"Retrouver la modernité de la musique ancienne" : Thomas Dunford, musicien baroque et homme de son temps

Ambronay 2020 : mi-septembre, aux premiers jours du festival, nous avons rencontré le luthiste et chef Thomas Dunford, figure de la nouvelle génération des musiciens baroques. Treize ans après avoir fait ses classes à la prestigieuse Académie d’Ambronay, le musicien est en tête d’affiche avec son propre ensemble, Jupiter, pour interpréter des pièces de Vivaldi avec la mezzo-soprano Lea Desandre. Jupiter, une formation qu’il a créée il y a peu “pour continuer à faire vivre la musique ancienne tout en la rendant plus moderne, en montrant à quel point elle peut être accessible”, affiche son site, tout en rendant hommage aux pionniers de la redécouverte du baroque.

Franceinfo Culture : Il faut inoculer de la modernité dans la musique ancienne, dites-vous…
Thomas Dunford : C’est ce que font William Christie, John Eliot Gardiner, Philippe Herreweghe… J’adore travailler avec eux parce qu’ils prennent une musique, des manuscrits et en font quelque chose…

Le luthiste et chef Thomas Dunford le 18 septembre 2020. (BERTRAND PICHENE)

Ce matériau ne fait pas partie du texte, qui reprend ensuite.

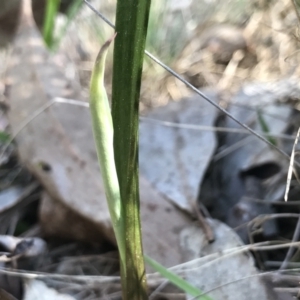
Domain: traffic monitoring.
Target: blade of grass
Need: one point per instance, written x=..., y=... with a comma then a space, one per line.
x=49, y=21
x=131, y=27
x=176, y=280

L’ensemble que vous avez créé, Jupiter, a donc choisi Vivaldi pour son premier disque et sa première tournée. Que représente-t-il pour vous ?
Vivaldi, c’est une montagne russe d’émotions ! Il y a un cadre précis qui est assez facile : toujours des marches harmoniques, des jolies lignes vocales, et ça permet à chacun d’exprimer sa personnalité. Et puis ce qu’on aime, avec Jupiter, c’est qu’il y ait des moments où on ne sait pas ce qui va se passer. Tout le monde se suit : Léa Desandre va proposer quelque chose et elle va créer un moment de suspension, ce sont ces moments d’imprévu un peu magiques que j’aime. Et il y a beaucoup d’improvisation, comme en jazz, le clavecin et le luth réalisant la ligne de basse.

Mais c’est en partie préparé, on suppose…
Ce n’est jamais préparé ! On a le cadre harmonique en tête, mais ensuite la manière d’égrainer les accords, les improvisations, ça doit arriver selon ce qui va le plus aider le texte musical. Et un violon va pouvoir jouer de manières tellement différentes, avec tellement d’articulations différentes qu’il faut toujours être dans l’instant de ce qui passe, comme en jazz. C’est simple : 10% de ce qu’on joue est écrit, 90% est de l’interprétation de couleurs, de dynamiques, des choses qui mettent en avant le texte. Mais la musique est tellement bien écrite qu’elle permet ça.

L’ensemble Jupiter a sorti en octobre 2019 “Vivaldi Jupiter” chez Alpha Classics.